Tras la sentencia del Tribunal de Justicia de la Unión Europea en el caso Uber, parece que han saltado todas las alarmas en el sector de la economía colaborativa

Foto de un móvil con la aplicación de Uber.
Foto de un móvil con la aplicación de Uber. REUTERS

A la vista de la sentencia del Tribunal de Justicia de la Unión Europea en el caso Uber, parece que han saltado todas las alarmas en el sector de la economía colaborativa. Antes que nada, conviene explicar que dicha sentencia se dicta a la vista de una controversia concreta en la que, como ya expuso el abogado general Szpunar en sus conclusiones presentadas el pasado 11 de mayo, "Uber se presenta como un caso aparte". También es importante aclarar que la situación en la que operan actualmente Uber o Cabify en España, regularizada bajo las llamadas licencias VTC (para vehículos de alquiler con conductor), se considera lícita por las administraciones correspondientes, por lo que el usuario español de estos servicios no va a notar ningún cambio a corto plazo.

En cualquier caso, sí que es cierto que la sentencia establece unas pautas importantes para poder dilucidar en cada modelo de negocio si estamos realmente hablando de servicios de mera intermediación entre particulares para que sean los usuarios los que llevan a cabo la actividad de economía colaborativa o, por el contrario, dichos operadores realizan una actividad económica propia.

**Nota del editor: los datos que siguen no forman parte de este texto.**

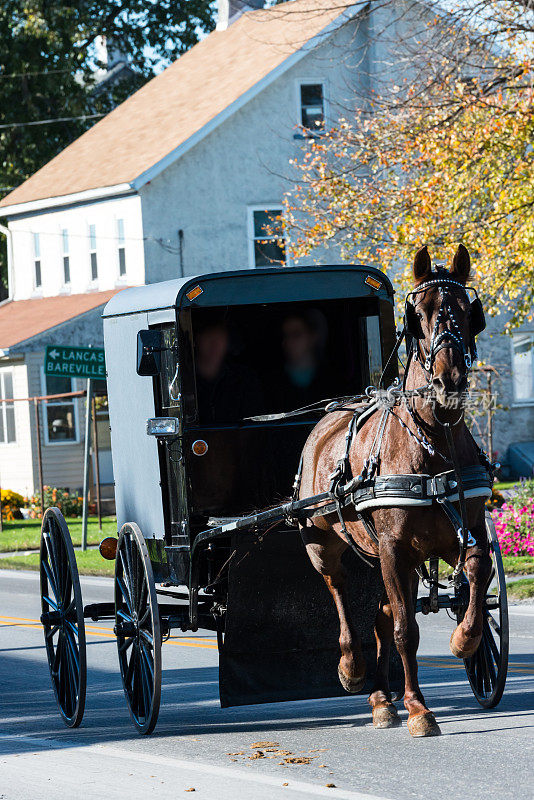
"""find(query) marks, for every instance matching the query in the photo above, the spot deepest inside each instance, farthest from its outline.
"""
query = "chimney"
(230, 10)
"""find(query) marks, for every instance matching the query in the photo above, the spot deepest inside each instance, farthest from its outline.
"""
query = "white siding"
(76, 221)
(15, 458)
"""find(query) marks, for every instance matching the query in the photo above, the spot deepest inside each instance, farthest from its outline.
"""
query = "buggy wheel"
(488, 667)
(137, 628)
(62, 617)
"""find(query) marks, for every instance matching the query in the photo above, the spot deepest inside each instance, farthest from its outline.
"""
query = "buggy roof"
(241, 287)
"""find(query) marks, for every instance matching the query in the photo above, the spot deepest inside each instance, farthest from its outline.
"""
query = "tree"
(446, 158)
(48, 59)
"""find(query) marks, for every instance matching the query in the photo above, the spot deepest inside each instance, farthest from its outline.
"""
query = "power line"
(48, 121)
(26, 74)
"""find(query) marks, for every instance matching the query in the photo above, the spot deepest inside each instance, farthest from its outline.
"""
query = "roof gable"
(188, 99)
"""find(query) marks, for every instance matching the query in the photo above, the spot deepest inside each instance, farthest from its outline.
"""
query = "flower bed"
(514, 522)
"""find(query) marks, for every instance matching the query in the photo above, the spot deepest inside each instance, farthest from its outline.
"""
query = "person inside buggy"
(256, 360)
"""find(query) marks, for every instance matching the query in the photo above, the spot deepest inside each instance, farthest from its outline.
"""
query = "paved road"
(481, 753)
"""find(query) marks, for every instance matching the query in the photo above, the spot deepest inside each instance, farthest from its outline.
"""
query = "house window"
(37, 259)
(7, 410)
(92, 252)
(312, 114)
(121, 248)
(66, 256)
(60, 414)
(268, 238)
(523, 366)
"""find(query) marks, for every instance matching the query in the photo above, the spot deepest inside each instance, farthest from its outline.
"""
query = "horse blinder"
(477, 320)
(412, 322)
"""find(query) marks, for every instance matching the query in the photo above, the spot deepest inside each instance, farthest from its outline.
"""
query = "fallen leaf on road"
(262, 745)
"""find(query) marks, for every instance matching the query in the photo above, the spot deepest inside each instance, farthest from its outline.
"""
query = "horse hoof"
(386, 717)
(466, 649)
(423, 724)
(351, 685)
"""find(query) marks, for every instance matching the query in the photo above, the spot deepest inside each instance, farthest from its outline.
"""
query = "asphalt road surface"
(197, 745)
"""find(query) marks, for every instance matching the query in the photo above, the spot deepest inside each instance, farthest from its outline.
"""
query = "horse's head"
(442, 321)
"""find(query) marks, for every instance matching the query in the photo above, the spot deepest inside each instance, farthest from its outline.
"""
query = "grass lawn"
(24, 534)
(89, 562)
(521, 590)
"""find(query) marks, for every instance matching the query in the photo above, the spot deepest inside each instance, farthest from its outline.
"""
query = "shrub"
(514, 522)
(69, 503)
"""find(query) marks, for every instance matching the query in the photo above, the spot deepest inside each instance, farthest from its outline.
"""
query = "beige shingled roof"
(180, 101)
(23, 319)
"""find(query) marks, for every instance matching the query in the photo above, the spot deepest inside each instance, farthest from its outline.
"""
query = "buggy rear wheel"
(488, 667)
(137, 627)
(62, 617)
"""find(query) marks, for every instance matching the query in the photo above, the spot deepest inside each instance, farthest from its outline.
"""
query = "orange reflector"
(200, 447)
(194, 293)
(108, 548)
(370, 281)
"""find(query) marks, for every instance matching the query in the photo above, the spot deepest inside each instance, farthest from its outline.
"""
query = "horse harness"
(368, 490)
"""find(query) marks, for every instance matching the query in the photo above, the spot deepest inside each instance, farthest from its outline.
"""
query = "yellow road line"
(93, 630)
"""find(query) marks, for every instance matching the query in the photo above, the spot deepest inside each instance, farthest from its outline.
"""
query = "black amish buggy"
(204, 459)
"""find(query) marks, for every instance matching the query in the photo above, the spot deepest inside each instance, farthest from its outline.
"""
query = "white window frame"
(326, 106)
(521, 402)
(3, 408)
(52, 403)
(93, 280)
(65, 253)
(121, 245)
(37, 259)
(272, 206)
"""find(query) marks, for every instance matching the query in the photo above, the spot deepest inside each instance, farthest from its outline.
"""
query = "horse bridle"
(449, 337)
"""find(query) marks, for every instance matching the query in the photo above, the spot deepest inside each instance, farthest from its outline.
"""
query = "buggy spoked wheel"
(488, 667)
(137, 628)
(62, 617)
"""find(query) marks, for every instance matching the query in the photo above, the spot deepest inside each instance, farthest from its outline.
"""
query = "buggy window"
(252, 360)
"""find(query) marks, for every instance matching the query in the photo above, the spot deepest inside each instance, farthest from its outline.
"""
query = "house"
(187, 176)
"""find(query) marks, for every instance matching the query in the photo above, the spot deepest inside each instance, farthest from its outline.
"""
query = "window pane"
(60, 422)
(266, 223)
(55, 384)
(312, 105)
(10, 423)
(269, 252)
(522, 367)
(122, 261)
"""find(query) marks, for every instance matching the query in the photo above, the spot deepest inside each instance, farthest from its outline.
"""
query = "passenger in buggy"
(226, 391)
(304, 376)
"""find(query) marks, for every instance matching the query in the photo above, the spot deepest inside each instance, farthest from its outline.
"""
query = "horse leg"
(399, 579)
(325, 550)
(467, 636)
(384, 712)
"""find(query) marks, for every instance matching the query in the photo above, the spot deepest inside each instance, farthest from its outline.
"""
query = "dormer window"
(92, 252)
(312, 107)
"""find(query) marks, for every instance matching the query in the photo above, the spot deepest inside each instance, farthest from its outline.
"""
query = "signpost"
(79, 362)
(75, 362)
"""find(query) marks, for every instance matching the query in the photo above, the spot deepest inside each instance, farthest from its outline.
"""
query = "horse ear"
(422, 266)
(461, 264)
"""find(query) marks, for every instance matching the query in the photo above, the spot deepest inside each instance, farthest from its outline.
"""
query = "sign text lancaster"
(75, 362)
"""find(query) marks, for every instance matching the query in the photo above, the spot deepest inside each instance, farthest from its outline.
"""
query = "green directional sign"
(75, 362)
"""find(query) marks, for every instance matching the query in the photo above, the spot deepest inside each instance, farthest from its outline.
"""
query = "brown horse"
(407, 536)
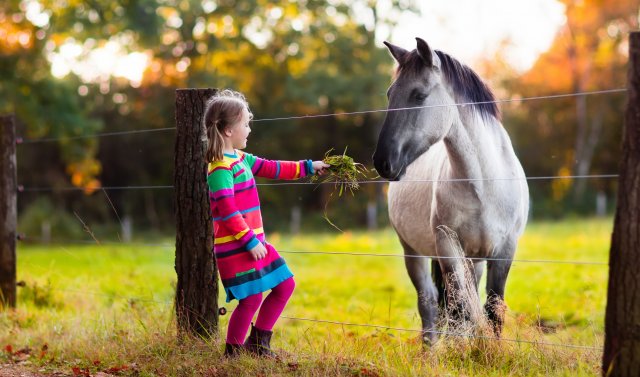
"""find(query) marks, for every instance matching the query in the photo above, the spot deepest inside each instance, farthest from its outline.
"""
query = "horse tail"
(438, 280)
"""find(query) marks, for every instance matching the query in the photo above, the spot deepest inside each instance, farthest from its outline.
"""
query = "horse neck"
(467, 145)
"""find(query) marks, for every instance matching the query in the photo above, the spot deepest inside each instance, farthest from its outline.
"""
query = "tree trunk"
(8, 212)
(622, 320)
(197, 288)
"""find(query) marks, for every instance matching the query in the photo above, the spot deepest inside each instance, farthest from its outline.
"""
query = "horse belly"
(410, 206)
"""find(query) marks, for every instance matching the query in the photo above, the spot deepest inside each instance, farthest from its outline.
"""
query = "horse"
(451, 166)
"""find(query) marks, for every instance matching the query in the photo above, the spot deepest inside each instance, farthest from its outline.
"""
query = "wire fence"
(43, 241)
(354, 254)
(354, 324)
(22, 140)
(22, 188)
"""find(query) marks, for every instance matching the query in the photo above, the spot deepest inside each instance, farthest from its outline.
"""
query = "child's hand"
(320, 167)
(258, 252)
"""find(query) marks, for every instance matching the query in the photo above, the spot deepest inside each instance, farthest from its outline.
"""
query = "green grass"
(104, 306)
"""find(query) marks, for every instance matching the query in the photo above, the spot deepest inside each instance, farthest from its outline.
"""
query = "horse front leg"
(418, 270)
(497, 272)
(459, 277)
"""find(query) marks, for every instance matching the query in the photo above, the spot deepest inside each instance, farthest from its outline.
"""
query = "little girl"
(248, 265)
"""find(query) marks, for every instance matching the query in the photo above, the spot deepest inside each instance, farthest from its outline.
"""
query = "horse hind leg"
(418, 270)
(458, 274)
(497, 272)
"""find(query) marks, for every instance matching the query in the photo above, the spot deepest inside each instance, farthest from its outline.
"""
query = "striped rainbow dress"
(237, 221)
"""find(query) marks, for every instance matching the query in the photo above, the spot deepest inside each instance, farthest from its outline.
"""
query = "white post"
(296, 218)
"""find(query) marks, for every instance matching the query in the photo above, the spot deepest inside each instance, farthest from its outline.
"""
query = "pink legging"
(269, 313)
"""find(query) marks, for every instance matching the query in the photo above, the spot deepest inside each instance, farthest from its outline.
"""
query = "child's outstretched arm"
(273, 169)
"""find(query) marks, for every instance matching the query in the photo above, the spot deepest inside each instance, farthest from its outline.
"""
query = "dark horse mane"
(465, 82)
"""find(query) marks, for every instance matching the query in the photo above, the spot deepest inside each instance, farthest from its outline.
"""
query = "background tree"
(576, 136)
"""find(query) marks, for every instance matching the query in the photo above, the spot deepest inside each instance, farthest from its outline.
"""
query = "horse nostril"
(385, 168)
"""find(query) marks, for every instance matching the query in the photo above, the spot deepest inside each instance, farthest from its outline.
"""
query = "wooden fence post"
(622, 321)
(8, 212)
(197, 288)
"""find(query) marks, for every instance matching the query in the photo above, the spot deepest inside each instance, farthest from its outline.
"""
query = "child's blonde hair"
(223, 110)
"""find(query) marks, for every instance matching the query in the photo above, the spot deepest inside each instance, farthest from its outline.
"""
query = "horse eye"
(419, 96)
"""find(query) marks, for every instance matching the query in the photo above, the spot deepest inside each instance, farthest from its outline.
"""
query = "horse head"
(419, 86)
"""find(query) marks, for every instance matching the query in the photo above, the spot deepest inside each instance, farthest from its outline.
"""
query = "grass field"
(108, 308)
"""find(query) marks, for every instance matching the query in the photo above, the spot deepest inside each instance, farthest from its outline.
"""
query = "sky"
(470, 29)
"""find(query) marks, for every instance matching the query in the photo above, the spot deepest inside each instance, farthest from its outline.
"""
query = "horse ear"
(397, 52)
(424, 51)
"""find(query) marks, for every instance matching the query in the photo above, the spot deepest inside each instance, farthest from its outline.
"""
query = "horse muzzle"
(386, 169)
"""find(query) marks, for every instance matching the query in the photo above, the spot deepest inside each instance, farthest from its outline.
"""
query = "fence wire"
(21, 188)
(352, 324)
(120, 133)
(346, 253)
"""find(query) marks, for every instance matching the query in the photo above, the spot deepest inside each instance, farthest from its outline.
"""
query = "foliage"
(43, 213)
(118, 310)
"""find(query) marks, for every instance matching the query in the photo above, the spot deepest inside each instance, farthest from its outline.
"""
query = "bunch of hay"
(343, 171)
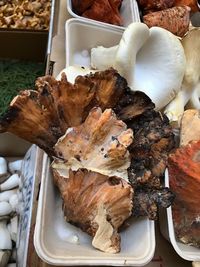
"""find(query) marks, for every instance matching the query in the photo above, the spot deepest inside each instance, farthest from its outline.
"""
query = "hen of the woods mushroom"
(108, 144)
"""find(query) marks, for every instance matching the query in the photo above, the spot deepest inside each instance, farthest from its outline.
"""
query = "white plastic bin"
(128, 11)
(186, 252)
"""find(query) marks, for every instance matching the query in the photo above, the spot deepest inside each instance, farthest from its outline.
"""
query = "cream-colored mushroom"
(4, 257)
(151, 60)
(5, 238)
(190, 88)
(15, 166)
(73, 71)
(5, 208)
(10, 183)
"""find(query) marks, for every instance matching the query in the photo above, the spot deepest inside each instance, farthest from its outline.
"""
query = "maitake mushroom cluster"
(24, 14)
(108, 144)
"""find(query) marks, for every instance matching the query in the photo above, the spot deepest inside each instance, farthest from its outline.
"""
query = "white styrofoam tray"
(52, 233)
(128, 11)
(52, 238)
(187, 252)
(82, 36)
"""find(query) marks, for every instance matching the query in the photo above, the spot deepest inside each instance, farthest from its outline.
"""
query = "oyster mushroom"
(155, 54)
(99, 145)
(190, 84)
(190, 126)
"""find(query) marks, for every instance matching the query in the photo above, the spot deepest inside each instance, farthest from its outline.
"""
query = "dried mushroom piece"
(57, 105)
(148, 200)
(184, 179)
(99, 144)
(96, 203)
(153, 140)
(104, 10)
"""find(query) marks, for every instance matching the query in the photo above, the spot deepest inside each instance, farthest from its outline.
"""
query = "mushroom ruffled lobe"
(91, 174)
(43, 115)
(97, 204)
(99, 144)
(184, 178)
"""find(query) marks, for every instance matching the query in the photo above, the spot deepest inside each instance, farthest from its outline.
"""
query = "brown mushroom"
(99, 144)
(96, 203)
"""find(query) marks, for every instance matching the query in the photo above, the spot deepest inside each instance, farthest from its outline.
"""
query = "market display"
(89, 142)
(24, 14)
(112, 128)
(105, 10)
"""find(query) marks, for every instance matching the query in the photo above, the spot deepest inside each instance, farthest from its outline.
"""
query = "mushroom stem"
(5, 208)
(15, 166)
(4, 257)
(194, 101)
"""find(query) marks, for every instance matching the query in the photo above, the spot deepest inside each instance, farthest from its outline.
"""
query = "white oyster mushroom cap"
(152, 61)
(73, 71)
(102, 58)
(133, 38)
(14, 166)
(160, 67)
(194, 101)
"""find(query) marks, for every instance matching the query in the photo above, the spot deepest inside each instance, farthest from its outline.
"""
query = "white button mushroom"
(4, 257)
(73, 71)
(3, 166)
(15, 166)
(10, 183)
(5, 208)
(5, 238)
(5, 196)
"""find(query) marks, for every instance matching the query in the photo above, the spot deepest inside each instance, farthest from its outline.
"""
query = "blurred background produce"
(173, 15)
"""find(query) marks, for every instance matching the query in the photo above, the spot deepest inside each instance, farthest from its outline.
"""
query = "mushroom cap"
(96, 203)
(160, 67)
(99, 144)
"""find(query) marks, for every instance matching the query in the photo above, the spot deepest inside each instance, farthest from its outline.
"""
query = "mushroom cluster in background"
(9, 210)
(105, 10)
(24, 14)
(172, 15)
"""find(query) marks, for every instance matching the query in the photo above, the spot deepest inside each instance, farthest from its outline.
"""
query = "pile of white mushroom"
(155, 61)
(9, 184)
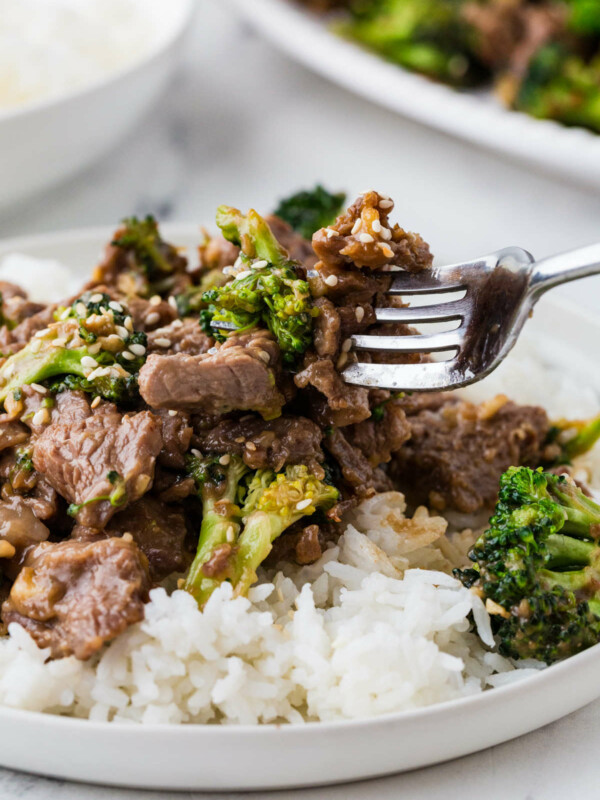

De esta cuestión va a depender que la empresa esté obligada, o no, a disponer de una autorización administrativa previa en aquellos sectores regulados en los que sea necesaria.

Así, a futuro, podremos tomar como referencia la sentencia en el caso concreto de Uber para dictaminar si la actividad de una plataforma tecnológica se limita a poner en contacto a particulares o, por el contrario, es imprescindible para que se lleve a cabo el servicio, dado que la misma interviene en aspectos como el precio del producto o servicio, la calidad del producto o servicio, la idoneidad de los medios o el comportamiento del prestador del servicio, aspectos que destaca la sentencia en este caso concreto para concluir que la actividad de Uber incide directamente en estas cuestiones y, por tanto, se encuadra en un "servicio en el ámbito de los transportes" y no en un mero "servicio de la sociedad de la información".

En conclusión, ha quedado establecido que en aquellos casos en los que la empresa prestadora del servicio, tenga capacidad de condicionar la relación entre los particulares o su intervención se entienda indisolublemente ligada a la prestación del servicio por la capacidad de decisión en su ejecución, no estaremos ante una mera intermediación y, por tanto, si esta actividad se encuentra en un sector regulado, habrá que cumplir con los requisitos normativos de dicho sector.

Joaquín Muñoz es abogado experto en Tecnología de ONTIER.